Hausgarten/FRAM (Frontiers in Arctic Marine Monitoring)
The Hausgarten deep sea observatory was established in the Fram Strait in 1998 to study long-term processes and diversity changes in the plankton and benthos. The Fram Strait essentially forms a connection between Arctic and Antlantic waters and due to the Fram Straits importance for global ocean circulation, it is vital to understand the physical but also biological dynamics of this important area in a time of rapid climate change.
The observatory comprises several important time series of plankton, meio, macro and megafauna but also bacterial communities in the deep sea sediment (since 1999) and particle fluxes from the water column to the benthos (using sediment traps). The Hausgarten observatory is also an integral component of the FRAM project in which a range of new technologies for sustained, (semi) autonomous observations will greatly extend the scope of ocean observations in the Fram Strait. This will facilitate detailed insights into the long-term biodiversity dynamics of the area and how they are linked to physico-chemical conditions.

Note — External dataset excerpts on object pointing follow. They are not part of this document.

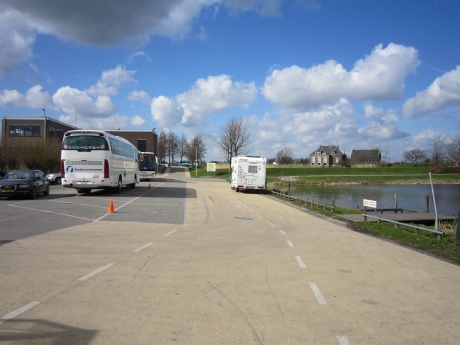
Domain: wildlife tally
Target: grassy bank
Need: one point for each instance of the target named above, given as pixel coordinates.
(277, 177)
(426, 241)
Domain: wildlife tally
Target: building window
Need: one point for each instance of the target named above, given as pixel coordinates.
(25, 130)
(142, 145)
(54, 132)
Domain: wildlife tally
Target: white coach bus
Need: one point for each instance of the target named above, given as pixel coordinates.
(92, 159)
(148, 165)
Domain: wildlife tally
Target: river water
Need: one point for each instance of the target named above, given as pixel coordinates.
(409, 196)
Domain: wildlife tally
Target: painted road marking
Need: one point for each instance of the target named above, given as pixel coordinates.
(105, 215)
(169, 233)
(89, 275)
(18, 311)
(299, 260)
(317, 293)
(143, 247)
(342, 340)
(60, 214)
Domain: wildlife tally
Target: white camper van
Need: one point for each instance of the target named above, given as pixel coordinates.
(248, 172)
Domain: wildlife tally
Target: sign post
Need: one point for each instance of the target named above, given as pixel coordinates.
(457, 236)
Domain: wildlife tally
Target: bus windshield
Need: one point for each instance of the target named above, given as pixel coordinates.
(147, 163)
(84, 142)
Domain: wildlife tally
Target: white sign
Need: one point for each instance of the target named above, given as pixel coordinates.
(211, 166)
(369, 203)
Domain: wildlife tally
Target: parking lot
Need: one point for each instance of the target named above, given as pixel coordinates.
(163, 202)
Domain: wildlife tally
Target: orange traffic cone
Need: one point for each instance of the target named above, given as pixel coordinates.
(111, 209)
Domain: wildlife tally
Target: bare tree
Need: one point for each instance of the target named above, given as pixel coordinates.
(182, 146)
(234, 138)
(161, 145)
(437, 156)
(415, 156)
(453, 152)
(172, 145)
(285, 156)
(196, 149)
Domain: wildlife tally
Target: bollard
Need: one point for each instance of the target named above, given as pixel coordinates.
(457, 236)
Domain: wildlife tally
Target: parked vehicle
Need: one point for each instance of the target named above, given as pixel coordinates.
(148, 165)
(24, 182)
(92, 159)
(54, 178)
(248, 172)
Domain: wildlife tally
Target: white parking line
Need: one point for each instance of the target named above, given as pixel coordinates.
(89, 275)
(317, 293)
(18, 311)
(60, 214)
(169, 233)
(342, 340)
(105, 215)
(299, 260)
(143, 247)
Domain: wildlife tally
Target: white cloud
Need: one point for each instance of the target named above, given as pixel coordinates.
(329, 124)
(379, 76)
(165, 111)
(137, 121)
(16, 39)
(34, 98)
(211, 95)
(206, 97)
(70, 100)
(141, 96)
(111, 80)
(266, 8)
(443, 92)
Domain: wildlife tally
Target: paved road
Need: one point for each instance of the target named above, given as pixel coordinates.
(227, 268)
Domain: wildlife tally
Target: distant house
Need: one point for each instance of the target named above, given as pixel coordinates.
(365, 158)
(328, 156)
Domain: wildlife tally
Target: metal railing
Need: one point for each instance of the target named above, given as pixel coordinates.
(397, 224)
(310, 202)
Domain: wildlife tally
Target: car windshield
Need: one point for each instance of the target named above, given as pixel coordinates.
(19, 175)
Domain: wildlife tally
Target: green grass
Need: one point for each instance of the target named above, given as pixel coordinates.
(446, 247)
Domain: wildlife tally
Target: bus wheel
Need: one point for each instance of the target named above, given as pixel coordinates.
(133, 185)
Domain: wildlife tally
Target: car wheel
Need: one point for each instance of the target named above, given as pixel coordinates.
(33, 195)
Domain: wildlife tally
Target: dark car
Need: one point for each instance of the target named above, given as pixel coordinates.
(24, 182)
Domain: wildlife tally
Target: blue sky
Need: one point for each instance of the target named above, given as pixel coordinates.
(355, 73)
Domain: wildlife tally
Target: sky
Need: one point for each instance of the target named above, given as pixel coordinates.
(358, 74)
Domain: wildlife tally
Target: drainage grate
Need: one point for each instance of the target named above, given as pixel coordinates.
(243, 218)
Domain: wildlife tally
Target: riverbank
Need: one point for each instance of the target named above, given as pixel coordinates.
(446, 248)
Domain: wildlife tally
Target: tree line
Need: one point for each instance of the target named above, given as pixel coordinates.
(443, 150)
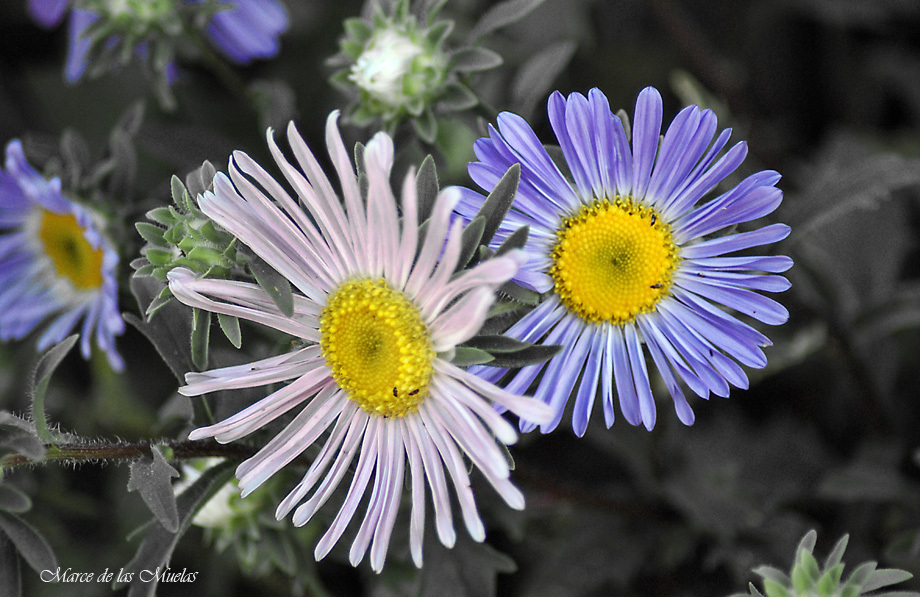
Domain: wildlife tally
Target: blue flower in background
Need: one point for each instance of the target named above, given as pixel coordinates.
(246, 30)
(53, 263)
(622, 251)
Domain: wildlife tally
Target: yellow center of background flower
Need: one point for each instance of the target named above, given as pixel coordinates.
(378, 347)
(613, 261)
(70, 253)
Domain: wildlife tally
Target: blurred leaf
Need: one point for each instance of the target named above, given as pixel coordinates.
(41, 377)
(201, 337)
(501, 15)
(158, 544)
(273, 283)
(10, 575)
(153, 480)
(28, 542)
(13, 500)
(533, 81)
(172, 329)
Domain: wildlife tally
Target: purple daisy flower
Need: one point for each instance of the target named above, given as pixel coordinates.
(621, 252)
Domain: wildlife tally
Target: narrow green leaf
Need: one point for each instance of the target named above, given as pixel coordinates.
(231, 327)
(201, 337)
(884, 577)
(499, 202)
(515, 240)
(532, 355)
(151, 233)
(464, 356)
(41, 377)
(427, 183)
(28, 542)
(469, 241)
(473, 60)
(276, 285)
(496, 344)
(501, 15)
(158, 544)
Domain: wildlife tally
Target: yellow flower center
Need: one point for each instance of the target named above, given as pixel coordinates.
(70, 253)
(612, 261)
(378, 347)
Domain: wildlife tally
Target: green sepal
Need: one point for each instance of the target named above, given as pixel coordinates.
(201, 335)
(273, 283)
(499, 202)
(464, 356)
(151, 233)
(231, 327)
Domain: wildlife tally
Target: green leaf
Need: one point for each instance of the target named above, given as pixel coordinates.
(496, 344)
(427, 183)
(276, 285)
(469, 242)
(499, 202)
(151, 233)
(170, 334)
(532, 355)
(535, 78)
(13, 500)
(884, 577)
(41, 377)
(153, 480)
(464, 356)
(231, 327)
(201, 337)
(28, 542)
(473, 60)
(158, 544)
(501, 15)
(426, 126)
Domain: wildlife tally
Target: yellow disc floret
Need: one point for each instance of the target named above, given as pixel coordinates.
(613, 260)
(69, 251)
(378, 347)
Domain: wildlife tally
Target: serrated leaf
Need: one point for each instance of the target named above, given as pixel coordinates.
(13, 500)
(426, 182)
(201, 337)
(153, 480)
(464, 356)
(532, 355)
(158, 544)
(474, 60)
(41, 377)
(499, 202)
(535, 78)
(501, 15)
(273, 283)
(231, 327)
(469, 242)
(28, 542)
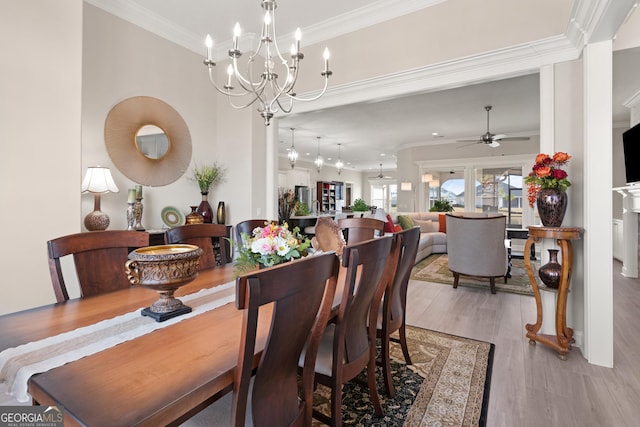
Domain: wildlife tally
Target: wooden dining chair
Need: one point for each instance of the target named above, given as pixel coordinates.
(348, 345)
(360, 229)
(392, 313)
(99, 258)
(248, 226)
(302, 292)
(204, 236)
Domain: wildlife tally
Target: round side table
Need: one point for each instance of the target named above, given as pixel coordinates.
(563, 339)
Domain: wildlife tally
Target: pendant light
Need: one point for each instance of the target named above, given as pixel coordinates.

The Hausgarten is well-connected in a series of national an international collaborations and has also been registered as an official LTER site.
Emerging Time series
The installation of a molecular microbial observatory for long term observation of marine microbial communities is among the major tasks of the polar infrastructure development project FRAM (FRontiers in Arctic Marine Monitoring).

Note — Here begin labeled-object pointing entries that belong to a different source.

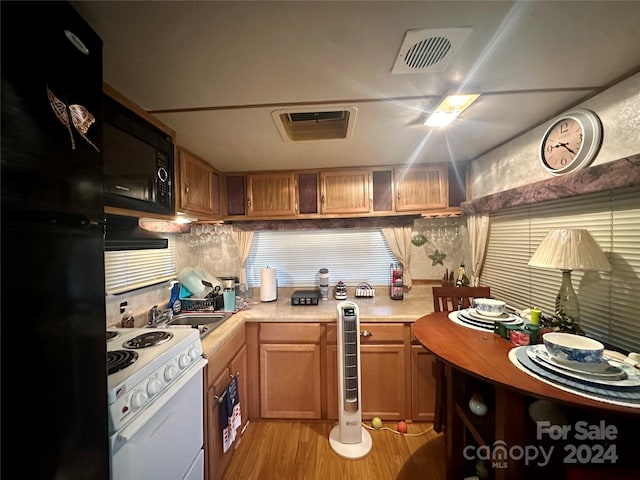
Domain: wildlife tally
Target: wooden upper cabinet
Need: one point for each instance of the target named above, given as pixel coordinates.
(199, 189)
(271, 194)
(421, 188)
(345, 191)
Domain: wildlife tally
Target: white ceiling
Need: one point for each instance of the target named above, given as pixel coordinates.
(214, 71)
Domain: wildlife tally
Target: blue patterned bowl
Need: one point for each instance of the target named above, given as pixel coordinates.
(489, 306)
(573, 348)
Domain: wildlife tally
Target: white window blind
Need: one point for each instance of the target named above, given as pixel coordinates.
(609, 301)
(127, 270)
(351, 255)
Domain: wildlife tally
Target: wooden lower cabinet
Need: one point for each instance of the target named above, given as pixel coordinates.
(295, 372)
(423, 384)
(230, 360)
(291, 370)
(384, 371)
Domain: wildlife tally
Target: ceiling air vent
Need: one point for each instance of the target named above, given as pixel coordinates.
(314, 123)
(429, 50)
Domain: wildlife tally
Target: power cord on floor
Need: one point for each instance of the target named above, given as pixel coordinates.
(369, 427)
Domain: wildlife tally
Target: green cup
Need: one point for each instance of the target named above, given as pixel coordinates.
(535, 316)
(534, 333)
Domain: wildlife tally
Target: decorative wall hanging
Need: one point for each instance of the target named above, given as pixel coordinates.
(75, 114)
(437, 258)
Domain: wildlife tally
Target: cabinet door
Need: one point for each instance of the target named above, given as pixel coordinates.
(307, 193)
(271, 194)
(423, 384)
(290, 381)
(382, 191)
(199, 191)
(345, 191)
(421, 188)
(382, 372)
(383, 381)
(235, 195)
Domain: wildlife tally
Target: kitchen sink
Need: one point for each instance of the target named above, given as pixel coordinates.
(206, 322)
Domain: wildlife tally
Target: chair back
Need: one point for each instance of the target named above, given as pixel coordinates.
(447, 299)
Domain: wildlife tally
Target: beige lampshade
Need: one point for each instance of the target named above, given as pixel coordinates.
(570, 249)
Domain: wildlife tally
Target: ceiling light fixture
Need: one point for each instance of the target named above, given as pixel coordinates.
(450, 108)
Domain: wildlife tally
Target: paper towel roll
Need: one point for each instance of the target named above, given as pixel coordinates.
(268, 285)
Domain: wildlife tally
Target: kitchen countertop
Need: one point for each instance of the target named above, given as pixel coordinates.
(380, 308)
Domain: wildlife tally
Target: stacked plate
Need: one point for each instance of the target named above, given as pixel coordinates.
(469, 317)
(607, 372)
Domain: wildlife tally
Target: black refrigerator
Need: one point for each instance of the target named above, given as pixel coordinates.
(53, 326)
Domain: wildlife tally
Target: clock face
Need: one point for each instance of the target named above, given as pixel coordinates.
(562, 143)
(571, 142)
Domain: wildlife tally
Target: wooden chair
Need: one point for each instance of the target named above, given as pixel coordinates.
(449, 299)
(446, 299)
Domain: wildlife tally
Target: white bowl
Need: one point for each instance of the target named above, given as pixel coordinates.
(573, 348)
(489, 306)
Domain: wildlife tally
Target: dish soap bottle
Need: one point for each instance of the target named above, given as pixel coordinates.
(128, 321)
(174, 297)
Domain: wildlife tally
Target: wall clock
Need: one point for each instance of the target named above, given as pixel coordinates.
(571, 142)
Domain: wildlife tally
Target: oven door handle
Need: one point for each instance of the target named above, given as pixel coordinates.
(134, 427)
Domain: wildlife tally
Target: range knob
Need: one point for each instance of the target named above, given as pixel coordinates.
(193, 353)
(184, 361)
(170, 372)
(138, 399)
(154, 386)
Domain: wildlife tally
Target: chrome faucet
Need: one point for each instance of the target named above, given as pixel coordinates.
(159, 316)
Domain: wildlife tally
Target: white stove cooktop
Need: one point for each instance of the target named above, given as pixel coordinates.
(136, 386)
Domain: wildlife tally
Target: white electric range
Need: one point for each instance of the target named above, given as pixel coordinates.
(155, 395)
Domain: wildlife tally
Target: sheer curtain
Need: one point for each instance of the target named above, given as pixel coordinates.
(399, 241)
(243, 240)
(478, 226)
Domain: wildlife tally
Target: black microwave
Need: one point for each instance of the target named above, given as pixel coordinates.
(138, 162)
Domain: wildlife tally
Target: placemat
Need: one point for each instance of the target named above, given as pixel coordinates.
(453, 316)
(622, 396)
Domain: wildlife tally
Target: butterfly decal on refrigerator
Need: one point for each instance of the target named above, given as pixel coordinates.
(74, 114)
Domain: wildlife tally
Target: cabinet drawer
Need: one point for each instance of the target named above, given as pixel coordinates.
(380, 332)
(290, 332)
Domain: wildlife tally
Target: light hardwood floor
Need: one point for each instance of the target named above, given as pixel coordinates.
(285, 450)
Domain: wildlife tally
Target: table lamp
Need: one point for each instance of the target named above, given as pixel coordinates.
(566, 250)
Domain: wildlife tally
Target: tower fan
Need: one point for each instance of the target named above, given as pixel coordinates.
(349, 438)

This will be accomplished by combining the latest automated sampling technology with cutting edge molecular analyses. Novel sampling approaches include automated in situ water sampling, automated filtration and extraction of under-way surface samples, and the installation of an on-board Environmental Sample Processor (ESP) capable of detecting selected microbial key organisms by quantitative PCR. As an integral component of FRAM the molecular microbial observatory will generate data on the structure of Arctic marine microbial communities with unprecedented spatial and temporal resolution. The microbial observatory will provide long-term information and a holistic view of microbial vertical connectivity within the Arctic. Particular attention will be placed on assessing the contribution of small cells, imperceptible with traditional techniques, to export processes in the Arctic.